El intercambio de opiniones sobre el bloqueo suprapúbico me llevó a releer –una vez más- lo escrito por Vischñevsky en el tercer capitulo de su libro Bloqueos Novocaínicos... Considero que su aporte es muy interesante y sus enseñanzas –si bien algunas han perdido actualidad- en general siguen siendo válidas.

  1. evitar la inyección intramuscular de volumenes grandes para evitar el dolor y la sensación de distensión y peso (región lumbar)

  2. evitar la lesión del riñón (bloqueo lumbar)

  3. busca que el procedimiento sea completamente indoloro, dice: ...no es correcto considerar que el dolor es habitual al efectuar el bloqueo (lumbar)

  4. el bloqueo novocaínico es un recurso terapéutico ...papel de irritante debil... Cualquier traumatismo corriente, tanto en su ejecución, cuanto en los efectos posteriores resultara perjudicial, alterará el fundamento de su esencia......

  5. ...la aguja no debe raspar el hueso, la inyección debe hacerse en forma continua y suave (bloqueo subaponeurótico del muslo)

  6. ...la inyección efectuada en forma grosera agravará la irritación existente y no la disminuirá (bloqueo localizado de los nervios)

Vischñevsky en su escrito no se refiere al concepto de vicariación por tratamiento repetido, éste es un aporte de la medicina biológica.

Durante mis años de practicar la medicina del dolor –desde 1983- he recibido muchos pacientes con diversos traumatismos neurológicos causados por aguja, (neuropatías traumáticas) de difícil y lenta resolución, muchas veces sin resolución definitiva.

 

 

Pregunta 3

Dr Eduardo Antonio Paz, Brasil, 15/4/04

 

Pregunta sobre la infiltracion suprapúbica: En algun lugar aprendi a hacer el terreno ginecológico con una infiltracion suprapúbica medial, es decir colocando la aguja perpendicularmente en la línea media arriba del hueso púbico y después se desplaza con la mano libre la pared abdominal hacia cefálica, con lo que la aguja queda inclinada unos 45 grados en dirección hacia abajo. Se continúa introduciendo la aguja infiltrando hasta que se "siente", terminando de hacer la infiltracion

Como no he encontrado esta técnica en el libro de P ni de M Doch pregunto si les parece correcta.
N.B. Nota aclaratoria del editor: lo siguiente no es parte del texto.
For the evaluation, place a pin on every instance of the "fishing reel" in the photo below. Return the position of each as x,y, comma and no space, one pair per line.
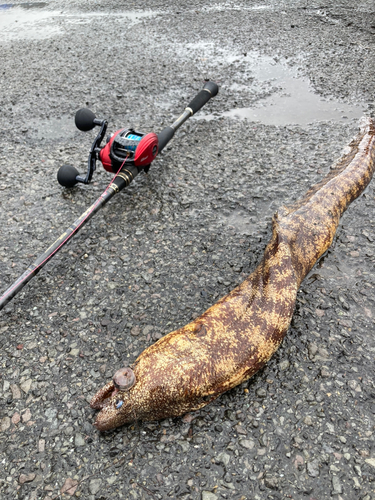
126,147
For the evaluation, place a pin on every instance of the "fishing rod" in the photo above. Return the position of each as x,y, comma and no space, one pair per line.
126,153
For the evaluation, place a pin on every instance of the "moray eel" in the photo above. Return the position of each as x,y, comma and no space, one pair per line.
233,339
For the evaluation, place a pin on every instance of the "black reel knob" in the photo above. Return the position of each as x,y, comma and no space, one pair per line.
85,119
67,176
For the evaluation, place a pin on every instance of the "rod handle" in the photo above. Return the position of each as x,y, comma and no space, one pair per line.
164,137
209,90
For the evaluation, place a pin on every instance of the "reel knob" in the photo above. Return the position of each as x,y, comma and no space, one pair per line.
67,176
85,119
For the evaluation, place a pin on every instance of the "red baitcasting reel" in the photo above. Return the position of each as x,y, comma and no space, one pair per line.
127,149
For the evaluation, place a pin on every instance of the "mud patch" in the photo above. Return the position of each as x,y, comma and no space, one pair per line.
291,99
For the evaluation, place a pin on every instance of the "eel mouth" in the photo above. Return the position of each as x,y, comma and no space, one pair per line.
103,396
123,380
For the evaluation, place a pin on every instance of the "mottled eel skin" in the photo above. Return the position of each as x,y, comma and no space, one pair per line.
232,340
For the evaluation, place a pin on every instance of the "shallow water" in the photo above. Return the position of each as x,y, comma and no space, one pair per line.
292,99
31,21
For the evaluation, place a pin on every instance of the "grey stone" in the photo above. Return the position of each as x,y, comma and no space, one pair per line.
94,485
79,440
207,495
223,458
337,488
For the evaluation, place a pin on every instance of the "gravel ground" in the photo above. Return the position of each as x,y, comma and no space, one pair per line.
180,238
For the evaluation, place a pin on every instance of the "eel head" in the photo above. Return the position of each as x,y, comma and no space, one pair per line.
114,401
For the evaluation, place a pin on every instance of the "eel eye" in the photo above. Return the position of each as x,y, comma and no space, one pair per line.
124,379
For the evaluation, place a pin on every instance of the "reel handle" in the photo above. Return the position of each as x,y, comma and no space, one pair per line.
209,90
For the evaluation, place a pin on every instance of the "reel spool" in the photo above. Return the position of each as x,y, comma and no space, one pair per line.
124,147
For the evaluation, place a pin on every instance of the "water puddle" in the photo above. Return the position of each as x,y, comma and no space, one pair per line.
54,128
291,101
133,17
26,21
31,21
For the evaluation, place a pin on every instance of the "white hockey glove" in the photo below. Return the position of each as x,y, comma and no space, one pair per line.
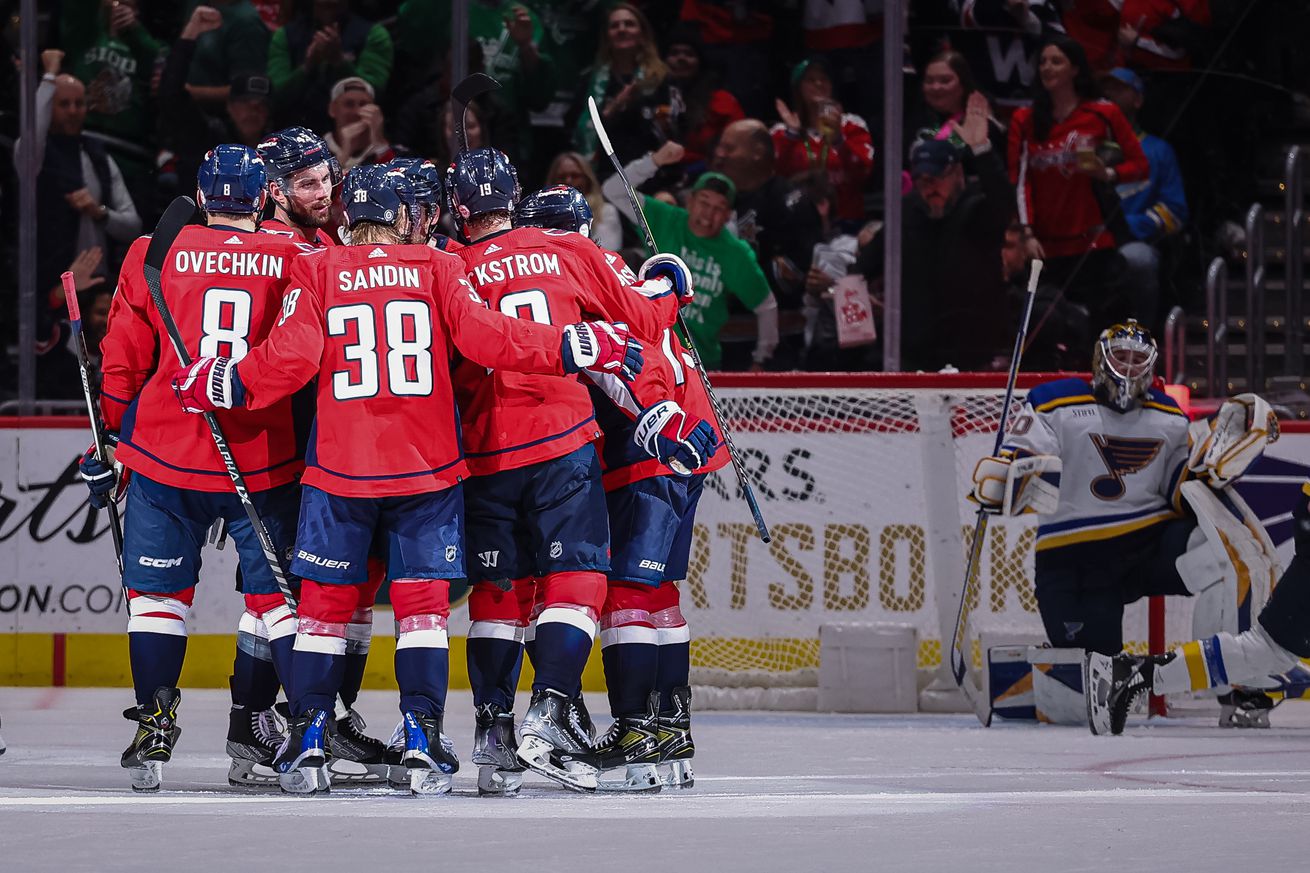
1225,446
1017,486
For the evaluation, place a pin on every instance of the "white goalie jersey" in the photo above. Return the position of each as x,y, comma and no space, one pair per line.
1120,471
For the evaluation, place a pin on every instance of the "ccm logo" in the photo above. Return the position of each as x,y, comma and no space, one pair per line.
160,564
325,562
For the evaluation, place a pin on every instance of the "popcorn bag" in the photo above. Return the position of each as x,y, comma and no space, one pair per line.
853,311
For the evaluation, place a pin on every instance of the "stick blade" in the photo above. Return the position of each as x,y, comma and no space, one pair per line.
176,216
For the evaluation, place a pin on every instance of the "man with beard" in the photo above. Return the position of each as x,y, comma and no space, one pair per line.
953,291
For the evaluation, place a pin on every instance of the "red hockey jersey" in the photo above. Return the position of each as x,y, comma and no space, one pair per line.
379,325
1057,201
553,277
224,290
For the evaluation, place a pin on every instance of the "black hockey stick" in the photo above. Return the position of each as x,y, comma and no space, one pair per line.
176,216
970,587
760,524
463,95
97,429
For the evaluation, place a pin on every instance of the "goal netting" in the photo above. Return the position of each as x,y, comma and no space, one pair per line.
862,480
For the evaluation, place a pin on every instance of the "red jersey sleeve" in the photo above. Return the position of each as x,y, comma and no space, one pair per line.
490,338
290,357
130,348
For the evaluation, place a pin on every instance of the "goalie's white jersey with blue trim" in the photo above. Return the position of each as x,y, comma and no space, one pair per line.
1120,471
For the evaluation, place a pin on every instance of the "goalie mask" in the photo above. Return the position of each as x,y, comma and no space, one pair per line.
1123,365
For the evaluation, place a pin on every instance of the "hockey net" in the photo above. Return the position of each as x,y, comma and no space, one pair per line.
862,480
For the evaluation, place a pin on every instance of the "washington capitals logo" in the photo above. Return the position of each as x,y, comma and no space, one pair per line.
1122,456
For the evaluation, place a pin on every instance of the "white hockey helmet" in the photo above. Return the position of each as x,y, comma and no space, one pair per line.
1123,365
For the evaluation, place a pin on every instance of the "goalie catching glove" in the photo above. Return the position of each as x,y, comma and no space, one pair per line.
676,438
1017,485
1225,446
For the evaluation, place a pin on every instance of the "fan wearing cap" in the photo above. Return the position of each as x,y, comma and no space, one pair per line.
358,135
721,264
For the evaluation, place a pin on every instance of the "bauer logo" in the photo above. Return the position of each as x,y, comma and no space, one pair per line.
159,564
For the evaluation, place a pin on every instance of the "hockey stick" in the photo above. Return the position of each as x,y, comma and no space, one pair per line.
463,95
760,524
97,434
176,216
959,639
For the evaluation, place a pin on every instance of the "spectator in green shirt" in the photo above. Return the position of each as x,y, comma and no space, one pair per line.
322,43
721,264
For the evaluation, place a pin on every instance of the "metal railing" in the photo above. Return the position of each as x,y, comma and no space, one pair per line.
1175,346
1216,328
1255,298
1293,209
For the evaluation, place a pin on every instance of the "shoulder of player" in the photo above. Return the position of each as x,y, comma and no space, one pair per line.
1059,393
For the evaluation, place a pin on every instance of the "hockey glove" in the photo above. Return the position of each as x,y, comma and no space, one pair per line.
675,270
601,348
675,437
208,384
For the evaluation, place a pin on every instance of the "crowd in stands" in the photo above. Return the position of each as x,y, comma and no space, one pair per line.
752,130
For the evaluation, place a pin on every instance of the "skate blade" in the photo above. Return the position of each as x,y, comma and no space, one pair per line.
148,777
677,775
638,779
429,783
305,780
537,755
248,774
498,783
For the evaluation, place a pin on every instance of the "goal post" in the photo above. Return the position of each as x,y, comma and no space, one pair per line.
863,480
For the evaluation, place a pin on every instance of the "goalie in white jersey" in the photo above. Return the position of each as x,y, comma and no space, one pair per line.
1107,463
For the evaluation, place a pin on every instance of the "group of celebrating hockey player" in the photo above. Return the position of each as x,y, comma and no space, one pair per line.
408,408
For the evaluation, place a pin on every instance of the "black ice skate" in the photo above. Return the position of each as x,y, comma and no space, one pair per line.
429,755
254,737
494,743
1245,708
301,763
354,756
554,743
1111,684
676,747
632,747
156,736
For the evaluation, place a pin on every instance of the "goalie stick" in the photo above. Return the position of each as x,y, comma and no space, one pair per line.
176,216
970,587
760,526
97,429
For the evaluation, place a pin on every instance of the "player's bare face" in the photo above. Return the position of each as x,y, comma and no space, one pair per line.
706,213
942,89
309,195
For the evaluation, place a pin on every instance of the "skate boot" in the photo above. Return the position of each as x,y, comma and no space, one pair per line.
632,747
1245,708
254,737
354,756
429,755
499,771
301,763
156,736
676,747
1111,684
554,743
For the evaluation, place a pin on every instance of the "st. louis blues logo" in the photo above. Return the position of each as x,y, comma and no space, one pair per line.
1122,456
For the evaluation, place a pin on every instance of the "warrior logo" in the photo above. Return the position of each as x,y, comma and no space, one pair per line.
1122,456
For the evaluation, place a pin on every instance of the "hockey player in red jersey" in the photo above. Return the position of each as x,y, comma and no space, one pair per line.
301,177
643,637
223,283
379,324
536,504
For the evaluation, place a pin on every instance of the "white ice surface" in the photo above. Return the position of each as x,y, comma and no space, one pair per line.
773,792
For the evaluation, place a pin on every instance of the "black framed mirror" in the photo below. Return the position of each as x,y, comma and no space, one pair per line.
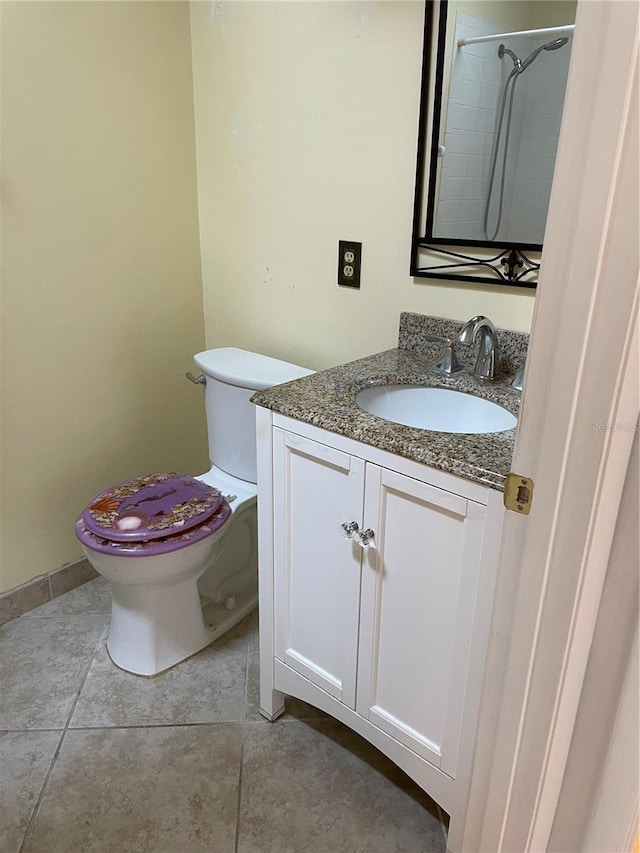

Gracias

 

 

Respuesta 3

Dr Heberth Garcia, 15/4/04

 

Con respecto a la técnia descrita por el Dr. Paz, pienso que una vez desocupada la vejiga, el riesgo es igual que con la técnica descrita por Hopfer. La verdad no conozco esa técnica, nunca la he visto descrita y me queda la duda si el neuralterapeuticum se distribuye a derecha e izquierda,  surtiendo a las dos ramas.  Atentamente, Heberth García.